Konfrontacje z osobami mającymi związek z prowadzoną aktualnie sprawą były ogromnie wymagającym zajęciem, które czasem mogło nie przynieść oczekiwanych efektów. Wiele osób nie chciało współpracować z detektywami i ujawniać jakichkolwiek informacji, a jeśli już, w żaden sposób nie pozwalały ich archiwizować, czy to na papierze, czy na nośniku elektronicznym.
Niepozorny dyktafon w urządzeniu pamięci masowej
Byliśmy jednak upoważnieni do zapisu każdej rozmowy dotyczącej sprawy, dlatego dyktafony były jednym z najczęściej stosowanych urządzeń w naszym arsenale. Nie wszystkie jednak nadawały się do pracy terenowej, gdyż wiele modeli miało dość pokaźne rozmiary i oczywisty wygląd, odstraszający rozmówców. W takich przypadkach przydawał się o wiele bardziej dyskretny dyktafon w pendrive, używany przez nas zwłaszcza wtedy gdy ubiór uniemożliwiał użycie normalnego urządzenia. Taki dyktafon był prostszą wersją dużego odpowiednika, posiadając możliwość nagrywania dźwięku po naciśnięciu niewyróżniającego się przycisku. Dzięki niepozornemu wyglądowi, mógł być on noszony jako zawieszka do telefonu czy kluczy, i nie zwracał uwagi w takim stopniu, jak pełnowymiarowe urządzenie. Oczywiście, miał on również o wiele mniejszą pojemność niż duży dyktafon, choć nie na tyle, by nie przydawać się podczas pracy terenowej, i bez problemu mógł pomieścić nawet kilkugodzinny zapis z konfrontacji.

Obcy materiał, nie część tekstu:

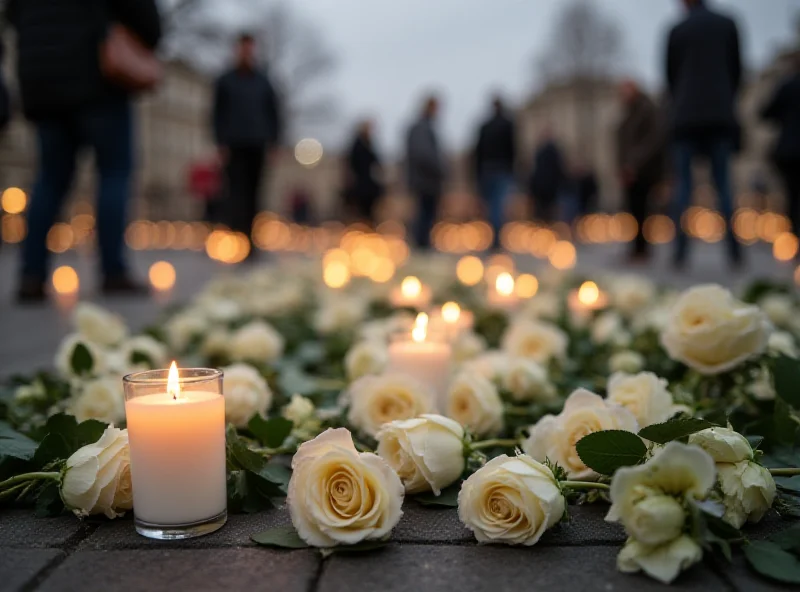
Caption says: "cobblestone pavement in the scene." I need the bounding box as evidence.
[0,245,793,592]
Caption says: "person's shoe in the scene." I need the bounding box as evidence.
[17,277,47,304]
[102,274,150,296]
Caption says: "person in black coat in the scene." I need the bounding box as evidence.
[473,96,517,248]
[212,34,283,246]
[345,119,383,225]
[666,0,742,267]
[6,0,161,302]
[761,56,800,234]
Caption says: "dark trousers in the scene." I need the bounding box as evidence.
[414,193,439,249]
[625,178,653,255]
[777,159,800,234]
[22,101,133,280]
[225,146,266,236]
[673,135,741,263]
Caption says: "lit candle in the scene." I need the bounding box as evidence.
[389,313,452,409]
[123,362,227,539]
[389,275,431,309]
[487,272,519,312]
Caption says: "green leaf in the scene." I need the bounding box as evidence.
[247,415,294,448]
[773,356,800,408]
[250,526,309,549]
[744,541,800,584]
[639,417,715,444]
[575,430,647,475]
[412,481,461,508]
[70,343,94,376]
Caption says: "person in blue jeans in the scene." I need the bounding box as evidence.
[6,0,161,302]
[666,0,742,267]
[473,96,516,249]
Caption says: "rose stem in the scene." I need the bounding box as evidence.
[470,439,519,450]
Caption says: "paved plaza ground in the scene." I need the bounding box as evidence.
[0,245,794,592]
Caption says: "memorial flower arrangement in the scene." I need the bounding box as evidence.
[0,261,800,583]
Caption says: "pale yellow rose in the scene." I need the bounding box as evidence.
[345,373,434,437]
[458,454,565,546]
[377,414,465,495]
[522,389,638,480]
[661,284,771,375]
[287,428,403,547]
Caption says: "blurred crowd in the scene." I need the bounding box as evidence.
[0,0,800,301]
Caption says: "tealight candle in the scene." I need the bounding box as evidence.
[389,275,431,310]
[123,362,227,539]
[487,272,519,312]
[388,313,452,409]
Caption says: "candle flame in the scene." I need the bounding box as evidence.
[578,282,600,306]
[494,271,514,296]
[167,362,181,401]
[400,275,422,298]
[442,302,461,323]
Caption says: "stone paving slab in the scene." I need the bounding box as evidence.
[0,549,64,592]
[39,549,321,592]
[319,544,728,592]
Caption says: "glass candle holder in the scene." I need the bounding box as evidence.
[122,368,228,540]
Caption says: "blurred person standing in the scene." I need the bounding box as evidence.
[406,95,447,249]
[211,33,283,246]
[666,0,742,267]
[761,56,800,234]
[617,80,664,262]
[528,127,567,224]
[345,119,383,226]
[6,0,161,302]
[473,96,516,249]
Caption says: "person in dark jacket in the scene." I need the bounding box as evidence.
[529,128,566,224]
[617,80,664,261]
[6,0,161,302]
[212,34,283,246]
[473,96,517,248]
[666,0,742,267]
[406,96,447,249]
[345,119,383,225]
[761,57,800,234]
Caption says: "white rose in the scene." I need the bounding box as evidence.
[222,364,272,428]
[522,389,638,479]
[617,535,703,584]
[67,378,125,423]
[503,358,556,403]
[606,442,716,534]
[345,373,433,437]
[608,350,645,374]
[758,294,795,327]
[56,333,108,377]
[446,371,504,437]
[458,454,565,546]
[607,372,675,428]
[376,415,465,495]
[287,428,403,547]
[661,284,771,375]
[281,394,317,426]
[453,331,486,362]
[717,460,775,528]
[73,302,128,346]
[503,321,568,364]
[344,341,389,380]
[230,321,284,363]
[689,427,753,463]
[61,426,133,518]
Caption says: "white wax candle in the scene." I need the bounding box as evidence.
[389,340,452,411]
[125,391,227,526]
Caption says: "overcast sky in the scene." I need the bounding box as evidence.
[209,0,800,152]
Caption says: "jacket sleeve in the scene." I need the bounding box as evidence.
[109,0,161,49]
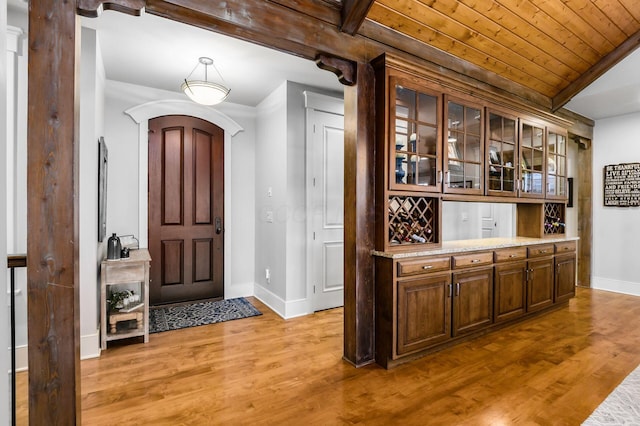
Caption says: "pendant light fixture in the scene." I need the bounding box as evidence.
[181,56,231,105]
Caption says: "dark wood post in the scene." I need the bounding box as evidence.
[27,0,80,425]
[344,63,375,366]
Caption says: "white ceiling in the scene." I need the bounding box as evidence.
[565,49,640,120]
[82,11,343,106]
[8,0,640,120]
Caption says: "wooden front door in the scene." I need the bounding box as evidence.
[149,115,224,305]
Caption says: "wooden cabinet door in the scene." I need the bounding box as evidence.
[494,261,527,322]
[555,253,576,303]
[453,267,493,336]
[396,273,451,355]
[527,257,554,312]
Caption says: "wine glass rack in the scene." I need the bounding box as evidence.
[388,196,438,246]
[544,203,565,235]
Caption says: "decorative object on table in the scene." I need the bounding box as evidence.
[149,297,262,333]
[107,232,122,260]
[98,136,109,242]
[118,234,140,250]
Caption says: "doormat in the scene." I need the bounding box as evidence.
[582,367,640,426]
[149,297,262,333]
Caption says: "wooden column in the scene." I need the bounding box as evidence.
[344,63,375,366]
[27,0,80,425]
[576,137,593,287]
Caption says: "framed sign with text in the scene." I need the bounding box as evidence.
[604,163,640,207]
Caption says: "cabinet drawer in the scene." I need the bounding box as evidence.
[453,251,493,269]
[528,244,554,257]
[493,247,527,263]
[398,256,451,277]
[556,241,576,253]
[105,263,144,284]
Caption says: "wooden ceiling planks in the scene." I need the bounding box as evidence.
[367,0,640,99]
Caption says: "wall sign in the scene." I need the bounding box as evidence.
[604,163,640,207]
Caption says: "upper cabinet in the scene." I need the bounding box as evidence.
[546,127,568,200]
[372,55,567,250]
[520,119,546,198]
[443,96,484,195]
[389,77,442,192]
[486,109,519,197]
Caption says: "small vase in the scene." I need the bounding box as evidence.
[107,232,121,260]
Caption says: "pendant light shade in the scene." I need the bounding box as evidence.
[181,57,231,105]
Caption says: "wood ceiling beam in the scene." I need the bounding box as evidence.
[551,27,640,112]
[340,0,375,35]
[76,0,144,18]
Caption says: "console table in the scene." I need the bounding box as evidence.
[100,249,151,349]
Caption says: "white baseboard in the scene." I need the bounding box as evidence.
[224,282,254,299]
[16,345,29,373]
[591,277,640,296]
[253,284,312,319]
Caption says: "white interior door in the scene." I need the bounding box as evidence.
[307,102,344,311]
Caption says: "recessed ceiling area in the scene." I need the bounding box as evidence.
[82,11,343,106]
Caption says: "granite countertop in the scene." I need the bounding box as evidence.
[371,236,580,259]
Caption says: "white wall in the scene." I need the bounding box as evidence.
[3,14,27,371]
[255,82,342,318]
[0,0,13,416]
[79,28,106,358]
[591,113,640,295]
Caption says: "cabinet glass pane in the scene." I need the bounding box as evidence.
[502,118,516,143]
[547,175,556,194]
[396,153,409,183]
[396,119,409,151]
[447,132,464,160]
[447,102,464,130]
[465,108,481,136]
[416,157,436,186]
[489,141,502,168]
[557,135,567,155]
[464,163,480,189]
[396,86,416,118]
[464,135,480,163]
[502,168,515,191]
[532,127,544,148]
[533,149,544,172]
[489,166,502,191]
[522,124,533,147]
[447,161,464,188]
[418,125,438,155]
[547,154,557,173]
[489,114,503,140]
[417,93,438,126]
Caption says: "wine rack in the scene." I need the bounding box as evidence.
[544,203,565,235]
[388,196,438,246]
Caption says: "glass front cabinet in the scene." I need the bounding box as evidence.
[372,55,568,250]
[389,78,441,192]
[443,96,484,195]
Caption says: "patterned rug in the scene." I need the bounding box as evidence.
[149,297,262,333]
[582,366,640,426]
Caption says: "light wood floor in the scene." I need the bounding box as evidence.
[13,289,640,426]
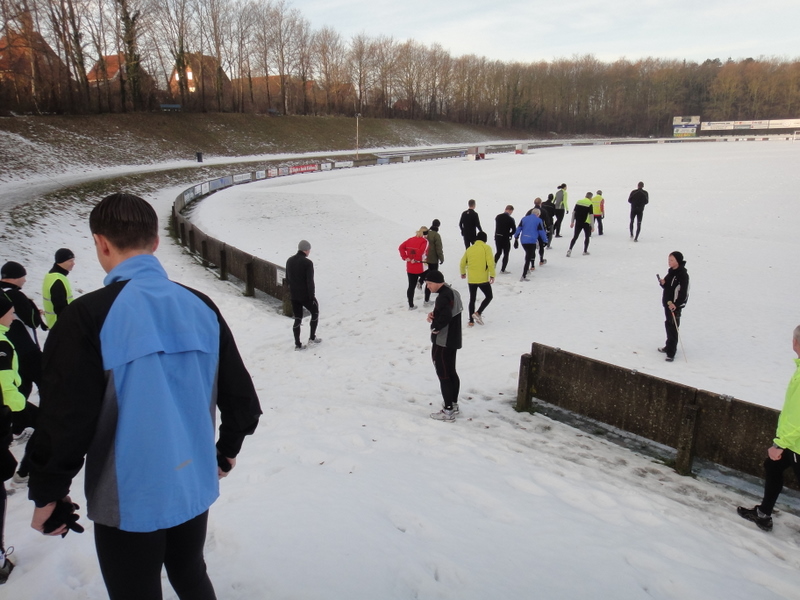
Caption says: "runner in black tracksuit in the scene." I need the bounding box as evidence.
[658,252,689,362]
[494,204,517,273]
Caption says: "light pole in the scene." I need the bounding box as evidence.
[356,113,361,160]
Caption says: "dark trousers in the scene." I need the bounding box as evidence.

Wygląd dyktafonu nie był tylko pokazowy, gdyż wtyczka usb była jak najbardziej funkcjonalna, i mogła służyć do natychmiastowego przeniesienia nagranego materiału na komputer przenośny czy stacjonarny. Dyktafon taki był zdecydowanie bardzo dobrym narzędziem pracy, a jego niewielka cena umożliwiała wyposażenie całej kadry pracowników terenowych, bez uszczerbku na budżecie.